A material latent defect is a physical defect that is not visible and makes a property:
- dangerous or potentially dangerous
- unfit to live in
- unfit for a buyer’s purpose
These are defects that may not be discoverable during a visual inspection of the property, even by a professional home inspector.
Material latent defects may also include:
- defects that would be very expensive to repair
- when a seller has received a notice from a local government or authority that something about the property must be fixed
- when the seller does not have appropriate building or other permits for the property
These are things your professional will not know unless you tell them. If defects are discovered by a buyer during an inspection, or by their own real estate professional or lawyer when they review permits, real property reports, or title, it could put the transaction in jeopardy.
Examples of material latent defects
- a seller finished the basement of their house and in the process covered a large crack in the basement wall that affects the structure
- a seller finished the basement of their house, or built an addition or a garage, without the appropriate permits
- a seller knows that whenever it rains, water enters the house
- the home was a former marijuana grow-op and the property hasn’t been remediated. The growing conditions for a large marijuana grow operation create an ideal environment for potentially dangerous mould and mould spores and these may linger and continue to make the property unfit to live in if it hasn’t been remediated
- Four, legally grown marijuana plants are unlikely to cause the damage or mould necessary to create a material latent defect or require remediation. Real estate professionals do not have to disclose that four plants were legally grown in a property, unless they created damage enough to require remediation, which is unlikely. It’s the scale of grow operations that causes the damage, not the type of plant.

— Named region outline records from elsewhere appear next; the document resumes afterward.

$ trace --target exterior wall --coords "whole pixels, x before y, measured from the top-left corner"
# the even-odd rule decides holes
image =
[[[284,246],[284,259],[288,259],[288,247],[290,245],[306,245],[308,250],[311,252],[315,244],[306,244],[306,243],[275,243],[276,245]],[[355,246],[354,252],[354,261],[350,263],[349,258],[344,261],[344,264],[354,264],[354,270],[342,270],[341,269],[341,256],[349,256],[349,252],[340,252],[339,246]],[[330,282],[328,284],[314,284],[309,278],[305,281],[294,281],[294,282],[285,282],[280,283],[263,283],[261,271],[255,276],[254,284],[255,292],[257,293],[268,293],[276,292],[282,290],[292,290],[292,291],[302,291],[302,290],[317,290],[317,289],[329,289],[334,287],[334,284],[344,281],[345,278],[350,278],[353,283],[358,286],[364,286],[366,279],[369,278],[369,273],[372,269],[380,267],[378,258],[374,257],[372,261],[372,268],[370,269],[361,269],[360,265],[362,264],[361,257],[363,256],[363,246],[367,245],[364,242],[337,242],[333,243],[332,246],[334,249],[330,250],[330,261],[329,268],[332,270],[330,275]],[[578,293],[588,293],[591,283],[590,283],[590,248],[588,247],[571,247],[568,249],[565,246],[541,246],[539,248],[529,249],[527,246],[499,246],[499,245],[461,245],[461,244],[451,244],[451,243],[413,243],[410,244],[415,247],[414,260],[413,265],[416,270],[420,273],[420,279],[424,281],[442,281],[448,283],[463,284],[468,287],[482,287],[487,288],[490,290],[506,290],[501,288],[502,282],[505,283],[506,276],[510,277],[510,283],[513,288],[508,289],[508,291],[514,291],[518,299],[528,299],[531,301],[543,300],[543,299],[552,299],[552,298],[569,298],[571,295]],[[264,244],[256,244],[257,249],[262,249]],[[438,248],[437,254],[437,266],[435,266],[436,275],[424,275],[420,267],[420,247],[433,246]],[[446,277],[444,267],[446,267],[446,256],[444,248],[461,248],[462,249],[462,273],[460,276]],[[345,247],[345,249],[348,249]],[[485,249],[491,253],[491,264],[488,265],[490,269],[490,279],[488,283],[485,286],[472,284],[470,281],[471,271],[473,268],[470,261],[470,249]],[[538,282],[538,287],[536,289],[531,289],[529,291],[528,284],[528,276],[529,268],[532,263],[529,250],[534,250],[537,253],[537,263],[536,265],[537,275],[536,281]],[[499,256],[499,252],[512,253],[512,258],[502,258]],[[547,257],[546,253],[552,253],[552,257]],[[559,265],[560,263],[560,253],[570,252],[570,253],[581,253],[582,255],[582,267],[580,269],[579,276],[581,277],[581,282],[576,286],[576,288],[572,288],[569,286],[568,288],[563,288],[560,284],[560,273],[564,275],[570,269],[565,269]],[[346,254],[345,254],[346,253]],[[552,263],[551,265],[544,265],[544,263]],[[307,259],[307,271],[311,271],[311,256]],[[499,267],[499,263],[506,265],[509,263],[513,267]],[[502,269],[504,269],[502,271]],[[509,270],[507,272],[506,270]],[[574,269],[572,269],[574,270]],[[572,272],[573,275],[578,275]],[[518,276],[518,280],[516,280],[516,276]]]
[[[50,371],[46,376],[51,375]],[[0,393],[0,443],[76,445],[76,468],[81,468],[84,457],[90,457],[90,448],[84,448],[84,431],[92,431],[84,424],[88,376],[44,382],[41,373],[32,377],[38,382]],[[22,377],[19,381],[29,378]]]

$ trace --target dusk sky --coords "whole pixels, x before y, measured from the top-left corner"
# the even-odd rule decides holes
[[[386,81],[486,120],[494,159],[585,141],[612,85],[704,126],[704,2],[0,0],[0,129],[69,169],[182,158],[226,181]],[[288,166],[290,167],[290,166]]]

- the home was a former production operation for fentanyl or other opioids. Particles of these substances can remain in homes and surfaces and can be extremely dangerous if touched or inhaled
Sellers cannot hide defects or mislead buyers about the property’s condition or other attributes. You must disclose all material latent defects that you know about.
Your real estate professional must also disclose to buyers any material latent defects they know about. Real estate professionals cannot help hide or disguise material latent defects.